Kubilang jangan lupa pakai jaket.

Terlalu singkatkah? Harusnya kau tahu, dibalik kalimat itu banyak yang kusampaikan padamu, kubilang kau harus jaga kesehatan, karena pagi ini cuaca teramat dingin, dan aku tahu kau akan mudah terserang alergi di cuaca macam ini. Kukatakan pula kau akan manis kalau mengenakannya, karena kali pertama kita bertemu aku menemukanmu dengan jaket abu-abu dan topi hijau itu. Di hari berhujan, saat aku terguyur hujan, dan kau menyodorkan payung jingga itu di atas kepalaku.

Tahukah kau, selama ini kukira tak ada yang peduli padaku, kupikir bahkan jika aku berteriak kesakitan pun tukang becak akan tetap mengayuh pedalnya perlahan, dan gerobak siomay akan melaju begitu saja melewatiku. Jadi, ketika aku basah kuyup, sampai sepatuku penuh dengan air dan aku sudah kesulitan membuka mata karena hujan deras yang mengguyur bumi ini, kukira manusia di sekitarku akan tetap seperti sedia kala, berlalu lalang dengan kendaraannya, bermantel, berjaket, berhelm, kaca mobil tertutup rapat, ibu-ibu yang lewat sambil membawa payung besar menggandeng anaknya yang baru pulang TK melintas tanpa menengok padaku, bahkan seekor anjing Siberian Husky di depan sebuah rumah megah dengan rantai di leher hanya menatapku malas.

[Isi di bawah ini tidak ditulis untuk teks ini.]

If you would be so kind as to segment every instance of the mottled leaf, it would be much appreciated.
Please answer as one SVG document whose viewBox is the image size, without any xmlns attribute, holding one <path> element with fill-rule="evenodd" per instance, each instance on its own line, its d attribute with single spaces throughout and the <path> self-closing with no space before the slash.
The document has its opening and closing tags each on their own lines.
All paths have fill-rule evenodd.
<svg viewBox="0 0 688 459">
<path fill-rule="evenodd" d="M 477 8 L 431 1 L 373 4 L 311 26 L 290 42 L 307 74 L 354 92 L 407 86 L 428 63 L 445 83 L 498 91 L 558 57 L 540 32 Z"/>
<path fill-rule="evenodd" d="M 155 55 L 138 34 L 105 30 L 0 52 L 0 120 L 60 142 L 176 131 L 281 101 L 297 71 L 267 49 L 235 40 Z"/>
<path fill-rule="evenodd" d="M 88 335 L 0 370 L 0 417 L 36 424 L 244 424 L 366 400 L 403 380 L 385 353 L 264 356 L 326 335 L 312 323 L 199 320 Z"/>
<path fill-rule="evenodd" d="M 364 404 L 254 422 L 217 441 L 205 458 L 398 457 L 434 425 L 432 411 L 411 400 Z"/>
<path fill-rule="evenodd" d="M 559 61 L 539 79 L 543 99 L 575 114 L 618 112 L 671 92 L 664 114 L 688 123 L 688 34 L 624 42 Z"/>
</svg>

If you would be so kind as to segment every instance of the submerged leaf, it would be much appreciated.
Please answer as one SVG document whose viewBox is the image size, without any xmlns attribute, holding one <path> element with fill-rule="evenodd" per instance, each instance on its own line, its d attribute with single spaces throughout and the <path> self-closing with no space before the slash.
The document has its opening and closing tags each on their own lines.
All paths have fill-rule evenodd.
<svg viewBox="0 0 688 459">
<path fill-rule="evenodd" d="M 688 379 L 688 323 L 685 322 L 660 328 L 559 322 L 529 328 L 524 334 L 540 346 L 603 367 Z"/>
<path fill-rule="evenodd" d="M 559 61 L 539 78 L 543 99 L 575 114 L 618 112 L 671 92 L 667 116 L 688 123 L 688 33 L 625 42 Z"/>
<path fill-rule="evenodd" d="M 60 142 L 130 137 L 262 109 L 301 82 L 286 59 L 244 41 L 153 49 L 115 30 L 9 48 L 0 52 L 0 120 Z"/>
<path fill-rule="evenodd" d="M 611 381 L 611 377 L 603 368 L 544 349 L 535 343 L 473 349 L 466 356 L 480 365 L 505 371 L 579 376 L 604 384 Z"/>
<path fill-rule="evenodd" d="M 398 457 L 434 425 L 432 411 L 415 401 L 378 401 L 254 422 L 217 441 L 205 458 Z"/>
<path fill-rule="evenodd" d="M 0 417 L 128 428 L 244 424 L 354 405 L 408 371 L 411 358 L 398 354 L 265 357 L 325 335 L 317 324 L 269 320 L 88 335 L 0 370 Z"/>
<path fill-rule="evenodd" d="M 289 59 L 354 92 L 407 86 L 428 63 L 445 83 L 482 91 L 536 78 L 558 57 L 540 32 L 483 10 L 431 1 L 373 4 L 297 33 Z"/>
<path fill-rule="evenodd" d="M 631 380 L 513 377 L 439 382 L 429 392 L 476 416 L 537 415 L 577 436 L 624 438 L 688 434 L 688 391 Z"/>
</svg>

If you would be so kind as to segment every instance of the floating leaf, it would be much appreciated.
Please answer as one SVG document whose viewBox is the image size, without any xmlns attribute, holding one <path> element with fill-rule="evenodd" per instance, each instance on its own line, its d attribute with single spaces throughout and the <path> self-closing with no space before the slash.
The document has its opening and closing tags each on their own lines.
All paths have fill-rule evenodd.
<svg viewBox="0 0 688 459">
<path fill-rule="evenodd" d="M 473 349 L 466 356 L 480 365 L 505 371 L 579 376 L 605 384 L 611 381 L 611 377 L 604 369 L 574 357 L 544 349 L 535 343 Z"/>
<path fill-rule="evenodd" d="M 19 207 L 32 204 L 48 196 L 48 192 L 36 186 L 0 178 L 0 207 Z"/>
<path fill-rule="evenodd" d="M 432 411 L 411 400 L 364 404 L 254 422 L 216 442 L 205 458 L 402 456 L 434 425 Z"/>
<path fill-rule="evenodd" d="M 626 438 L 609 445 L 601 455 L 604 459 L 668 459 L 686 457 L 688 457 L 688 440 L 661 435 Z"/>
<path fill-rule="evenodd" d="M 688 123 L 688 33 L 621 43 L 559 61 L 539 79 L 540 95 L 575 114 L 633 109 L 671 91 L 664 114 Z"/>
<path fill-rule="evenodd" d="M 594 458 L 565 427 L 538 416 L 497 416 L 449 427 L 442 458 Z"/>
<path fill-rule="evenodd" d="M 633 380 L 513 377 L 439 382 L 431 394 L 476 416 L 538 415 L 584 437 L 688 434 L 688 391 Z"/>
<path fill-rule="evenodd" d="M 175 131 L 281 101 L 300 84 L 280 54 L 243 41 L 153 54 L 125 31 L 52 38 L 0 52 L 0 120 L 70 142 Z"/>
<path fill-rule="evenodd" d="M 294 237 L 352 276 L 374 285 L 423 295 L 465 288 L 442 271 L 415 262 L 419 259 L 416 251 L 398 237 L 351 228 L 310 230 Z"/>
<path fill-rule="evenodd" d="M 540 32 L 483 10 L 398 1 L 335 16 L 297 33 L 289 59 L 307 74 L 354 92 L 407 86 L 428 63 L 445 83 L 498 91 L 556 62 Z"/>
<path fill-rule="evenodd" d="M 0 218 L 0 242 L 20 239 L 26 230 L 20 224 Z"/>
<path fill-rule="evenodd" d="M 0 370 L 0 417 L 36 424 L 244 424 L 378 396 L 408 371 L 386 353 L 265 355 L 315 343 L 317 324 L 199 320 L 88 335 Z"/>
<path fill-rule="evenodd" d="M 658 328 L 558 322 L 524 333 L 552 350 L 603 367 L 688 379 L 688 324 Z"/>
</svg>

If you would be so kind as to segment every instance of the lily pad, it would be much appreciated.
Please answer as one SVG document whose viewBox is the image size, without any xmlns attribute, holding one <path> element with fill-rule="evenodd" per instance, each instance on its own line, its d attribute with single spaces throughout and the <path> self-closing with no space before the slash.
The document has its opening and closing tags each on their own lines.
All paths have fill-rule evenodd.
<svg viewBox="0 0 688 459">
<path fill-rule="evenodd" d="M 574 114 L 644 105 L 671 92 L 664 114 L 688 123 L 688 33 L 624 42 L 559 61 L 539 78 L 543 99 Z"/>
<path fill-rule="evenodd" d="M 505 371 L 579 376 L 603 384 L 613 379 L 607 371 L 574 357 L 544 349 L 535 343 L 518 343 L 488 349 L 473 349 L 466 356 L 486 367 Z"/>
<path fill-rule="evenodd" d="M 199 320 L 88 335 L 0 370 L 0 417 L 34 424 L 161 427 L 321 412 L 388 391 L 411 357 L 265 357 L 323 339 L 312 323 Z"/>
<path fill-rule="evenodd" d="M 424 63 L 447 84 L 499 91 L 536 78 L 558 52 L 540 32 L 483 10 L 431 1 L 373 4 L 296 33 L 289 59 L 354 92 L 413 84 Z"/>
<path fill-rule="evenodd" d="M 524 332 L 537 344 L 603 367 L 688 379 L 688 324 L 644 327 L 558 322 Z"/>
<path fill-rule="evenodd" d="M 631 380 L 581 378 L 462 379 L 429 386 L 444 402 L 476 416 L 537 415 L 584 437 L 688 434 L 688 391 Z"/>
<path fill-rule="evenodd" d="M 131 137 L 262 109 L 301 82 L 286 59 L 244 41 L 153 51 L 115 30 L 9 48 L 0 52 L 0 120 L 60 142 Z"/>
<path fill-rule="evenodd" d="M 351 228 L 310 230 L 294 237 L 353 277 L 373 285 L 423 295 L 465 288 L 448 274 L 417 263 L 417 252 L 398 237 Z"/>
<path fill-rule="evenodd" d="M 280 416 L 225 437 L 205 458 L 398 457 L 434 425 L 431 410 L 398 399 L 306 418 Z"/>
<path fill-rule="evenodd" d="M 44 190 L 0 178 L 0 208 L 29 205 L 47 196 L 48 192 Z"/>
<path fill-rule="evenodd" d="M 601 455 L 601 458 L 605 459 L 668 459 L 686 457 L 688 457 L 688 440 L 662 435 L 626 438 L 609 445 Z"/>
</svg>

Kukira laju kakiku akan sama, aku melangkah dengan tergesa, kemudian yang selanjutnya terjadi akan seperti biasanya, aku mencapai kamar kosku dan mengguyur seluruh tubuhku. Seluruh tentu saja, termasuk sepatu kedsku, jaket parasut biruku, dan jeans belel yang lututnya kini sudah menunjukkan pertanda akan segera robek.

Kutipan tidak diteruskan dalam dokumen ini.